“At a time when the Government are continuing to drag their heels in putting a constitutional referendum on children’s rights before the people, the family home remains singularly unsafe for some children.”
Ms Neary said just over 50% of sexual violence against children was perpetrated by family members or relatives.
Ms Neary raised the child abuse issue because she was aware that children known to be at risk were not being allocated social workers.
“There are social work posts which are unfilled and an absence of resources for the investigation of sexual violence,” she pointed out.
Last year 1,840 people used rape crisis centre counselling services, an increase of over 8% on 2007.
More than half of survivors said they experienced sexual violence in childhood.
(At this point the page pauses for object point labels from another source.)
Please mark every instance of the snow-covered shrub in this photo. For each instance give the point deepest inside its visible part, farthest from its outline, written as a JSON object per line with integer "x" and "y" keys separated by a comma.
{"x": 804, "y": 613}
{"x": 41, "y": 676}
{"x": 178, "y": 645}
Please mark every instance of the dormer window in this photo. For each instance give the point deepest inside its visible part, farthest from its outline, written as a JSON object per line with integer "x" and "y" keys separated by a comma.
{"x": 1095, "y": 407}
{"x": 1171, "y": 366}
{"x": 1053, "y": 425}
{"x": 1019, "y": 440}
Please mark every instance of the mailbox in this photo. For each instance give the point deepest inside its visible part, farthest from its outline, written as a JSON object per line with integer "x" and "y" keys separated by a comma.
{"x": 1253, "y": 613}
The figures also reveal one in 10 people accessed rape crisis counselling services because they were subjected to sexual violence in both childhood and adulthood.
Ms Neary said she believed the initial sexual abuse made victims vulnerable in adulthood.
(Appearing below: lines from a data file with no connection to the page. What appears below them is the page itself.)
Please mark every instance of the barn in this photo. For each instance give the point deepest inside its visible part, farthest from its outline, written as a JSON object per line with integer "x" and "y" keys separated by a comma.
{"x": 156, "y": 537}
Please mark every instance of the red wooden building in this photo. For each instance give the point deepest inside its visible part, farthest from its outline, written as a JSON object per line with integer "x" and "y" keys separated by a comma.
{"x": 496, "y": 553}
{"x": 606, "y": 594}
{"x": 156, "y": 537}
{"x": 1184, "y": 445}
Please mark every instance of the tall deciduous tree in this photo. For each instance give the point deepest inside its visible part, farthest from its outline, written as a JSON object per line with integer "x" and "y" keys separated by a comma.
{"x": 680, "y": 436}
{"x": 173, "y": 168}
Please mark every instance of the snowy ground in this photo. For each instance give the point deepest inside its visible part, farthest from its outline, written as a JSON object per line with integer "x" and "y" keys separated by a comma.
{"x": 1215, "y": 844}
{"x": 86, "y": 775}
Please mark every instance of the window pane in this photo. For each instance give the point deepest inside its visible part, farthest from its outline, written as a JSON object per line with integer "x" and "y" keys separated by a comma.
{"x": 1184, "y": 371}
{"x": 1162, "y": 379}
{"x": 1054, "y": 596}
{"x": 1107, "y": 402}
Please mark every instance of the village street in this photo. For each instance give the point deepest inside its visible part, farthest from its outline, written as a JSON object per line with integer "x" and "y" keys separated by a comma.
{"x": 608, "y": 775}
“Somebody who was a abused as a child may develop addictions and those addictions may put them in at-risk situations,” she said.
They also knew from sex offenders and the abused that offenders often weighed up their chances of getting away with the crime.
Ms Neary also confirmed that state funding for a follow-up to the Sexual Abuse and Violence in Ireland (SAVI) Report, published in 2002, was not being provided because of insufficient state funding. Another SAVI report was estimated to cost around €1m.
Broadcaster and journalist Vincent Browne, who launched the network’s statistics and 2008 annual report, said the first SAVI report showed that over half a million people in Ireland were raped, either in childhood or adulthood.
“It is an enormous problem and we have not begun to tackle it at all,” said Mr Brown, who criticised the Government for not prioritising a second SAVI report while being willing to give billions of euro to the banks who were paying their bosses excessive salaries.